Lo que estamos viendo es el resurgir del priismo que se fue a la oposición hace once años, quedando entonces como tercera fuerza electoral. Con el tiempo comenzó a recuperar posiciones, al grado de que ahora tiene la mayoría de los gobiernos estatales y municipios, así como una fuerte presencia en el Poder Legislativo. Volvieron a antiguas formas de hacer política y construyeron una candidatura fuerte, que la arroparon con sus prácticas tradicionales, como la cargada que acabamos de ver con el registro de la candidatura de Enrique Peña Nieto. En este partido hay dos vertientes: una es la de recuperar la presidencia para ejercer el poder en su forma tradicional; la otra es regresar al poder para ejercerlo con un espíritu más democrático. En los escarceos iniciales parece que es la primera alternativa la que prevalece.
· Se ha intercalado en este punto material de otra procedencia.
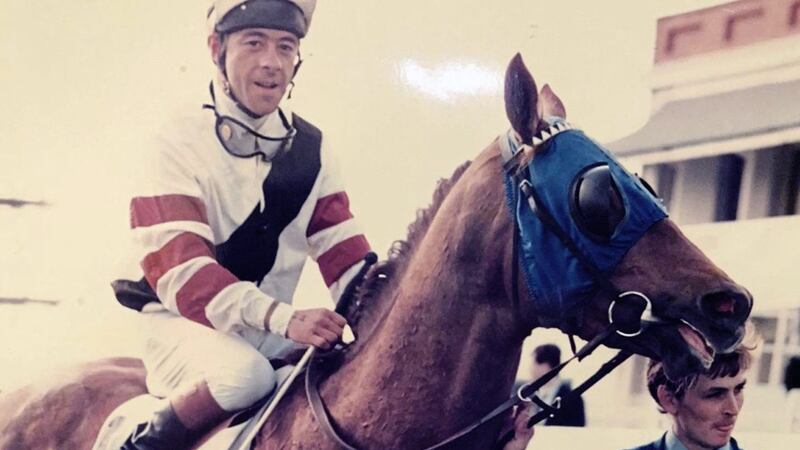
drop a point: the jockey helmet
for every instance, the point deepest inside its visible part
(228, 16)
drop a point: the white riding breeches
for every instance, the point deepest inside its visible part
(180, 353)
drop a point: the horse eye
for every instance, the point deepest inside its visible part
(596, 203)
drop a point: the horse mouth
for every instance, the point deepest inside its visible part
(698, 344)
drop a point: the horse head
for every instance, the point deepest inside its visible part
(597, 247)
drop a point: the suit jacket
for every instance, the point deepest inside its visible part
(661, 444)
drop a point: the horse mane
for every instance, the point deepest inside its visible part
(372, 295)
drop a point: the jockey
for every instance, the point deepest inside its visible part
(239, 193)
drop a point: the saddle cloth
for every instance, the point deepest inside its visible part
(119, 424)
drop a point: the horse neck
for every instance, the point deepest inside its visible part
(450, 342)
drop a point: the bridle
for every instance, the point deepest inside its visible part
(629, 313)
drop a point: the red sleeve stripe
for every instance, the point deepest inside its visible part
(193, 297)
(329, 211)
(341, 256)
(180, 249)
(146, 211)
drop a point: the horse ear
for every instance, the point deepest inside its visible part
(550, 104)
(521, 99)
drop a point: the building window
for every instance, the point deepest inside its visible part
(729, 184)
(786, 198)
(779, 334)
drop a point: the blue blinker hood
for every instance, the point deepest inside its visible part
(558, 279)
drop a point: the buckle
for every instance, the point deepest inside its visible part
(645, 317)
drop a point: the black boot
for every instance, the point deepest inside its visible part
(164, 431)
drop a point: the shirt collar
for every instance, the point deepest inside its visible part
(673, 443)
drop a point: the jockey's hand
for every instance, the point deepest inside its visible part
(319, 327)
(522, 434)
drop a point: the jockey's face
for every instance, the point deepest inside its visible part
(259, 63)
(707, 413)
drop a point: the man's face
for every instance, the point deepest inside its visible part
(706, 415)
(260, 64)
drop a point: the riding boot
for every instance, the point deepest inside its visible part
(164, 431)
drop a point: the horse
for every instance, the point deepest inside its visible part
(441, 322)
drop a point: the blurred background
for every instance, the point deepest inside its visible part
(701, 96)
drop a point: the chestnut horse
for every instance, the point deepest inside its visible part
(441, 323)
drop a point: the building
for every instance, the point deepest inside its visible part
(722, 147)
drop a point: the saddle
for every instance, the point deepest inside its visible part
(120, 422)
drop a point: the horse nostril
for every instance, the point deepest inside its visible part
(726, 304)
(720, 303)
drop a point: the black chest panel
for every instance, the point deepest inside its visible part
(249, 253)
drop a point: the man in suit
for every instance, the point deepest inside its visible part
(571, 413)
(704, 407)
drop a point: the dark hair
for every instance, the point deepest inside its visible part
(547, 354)
(724, 365)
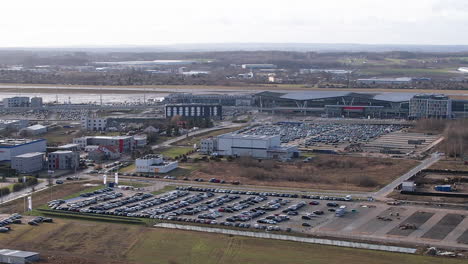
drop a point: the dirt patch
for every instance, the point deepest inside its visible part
(333, 172)
(444, 226)
(416, 219)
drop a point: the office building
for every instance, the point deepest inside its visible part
(194, 111)
(16, 102)
(36, 102)
(121, 143)
(28, 162)
(13, 147)
(93, 123)
(34, 130)
(63, 160)
(430, 106)
(154, 164)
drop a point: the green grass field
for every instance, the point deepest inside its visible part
(174, 246)
(175, 151)
(196, 139)
(126, 243)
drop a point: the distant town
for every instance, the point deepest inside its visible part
(315, 149)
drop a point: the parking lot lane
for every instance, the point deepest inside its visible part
(457, 231)
(394, 224)
(387, 217)
(411, 224)
(364, 219)
(424, 228)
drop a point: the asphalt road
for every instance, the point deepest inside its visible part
(167, 143)
(390, 187)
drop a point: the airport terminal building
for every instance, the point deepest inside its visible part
(337, 103)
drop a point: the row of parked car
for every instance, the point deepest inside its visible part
(96, 192)
(323, 133)
(76, 206)
(273, 194)
(12, 219)
(40, 219)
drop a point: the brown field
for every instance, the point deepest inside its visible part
(49, 88)
(188, 142)
(330, 172)
(42, 197)
(86, 242)
(450, 165)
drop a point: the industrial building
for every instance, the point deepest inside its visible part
(16, 101)
(221, 99)
(256, 146)
(336, 103)
(140, 141)
(121, 143)
(28, 162)
(13, 124)
(63, 160)
(17, 256)
(36, 102)
(104, 153)
(194, 111)
(93, 123)
(430, 106)
(258, 66)
(154, 164)
(13, 147)
(34, 130)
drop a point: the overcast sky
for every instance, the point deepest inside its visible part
(152, 22)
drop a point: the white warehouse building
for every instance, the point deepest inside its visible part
(13, 147)
(28, 162)
(154, 164)
(256, 146)
(93, 123)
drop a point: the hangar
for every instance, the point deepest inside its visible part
(337, 103)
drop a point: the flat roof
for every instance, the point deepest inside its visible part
(35, 127)
(30, 155)
(71, 145)
(244, 136)
(17, 253)
(14, 142)
(316, 95)
(62, 152)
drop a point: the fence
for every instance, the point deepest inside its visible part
(290, 238)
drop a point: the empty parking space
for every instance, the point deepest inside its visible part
(411, 224)
(440, 230)
(385, 218)
(463, 238)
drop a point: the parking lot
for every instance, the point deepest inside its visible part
(317, 134)
(275, 212)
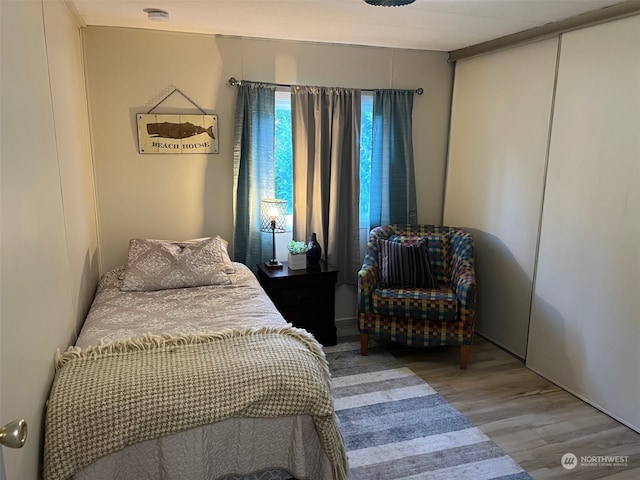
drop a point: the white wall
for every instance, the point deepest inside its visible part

La cultura panista ha cambiado radicalmente. Comenzó como una expresión del liberalismo decimonónico, más un grupo de presión que una organización en busca del poder, más como el vigilante de las normas que como un competidor por el poder. Con la alianza con los empresarios del norte y con el crecimiento de sus simpatizantes, empezaron a competir realmente por el poder. Es así como con la coyuntura que abrió el presidente Zedillo (la sana distancia entre el gobierno y el partido) lograron desplazar al PRI de la presidencia y por once años detentan la presidencia. En este ejercicio empezaron a gobernar al estilo del PRI y perdieron parte de su legitimidad, al mismo tiempo que se tambaleaba la economía internacional y se frenaba el crecimiento del país y aumenta el desempleo. Se dice que la cultura política del panismo inicial desapareció y el pragmatismo se ha adueñado de este partido; de hecho ha aplicado muchas de las prácticas del PRI al que antes criticaba.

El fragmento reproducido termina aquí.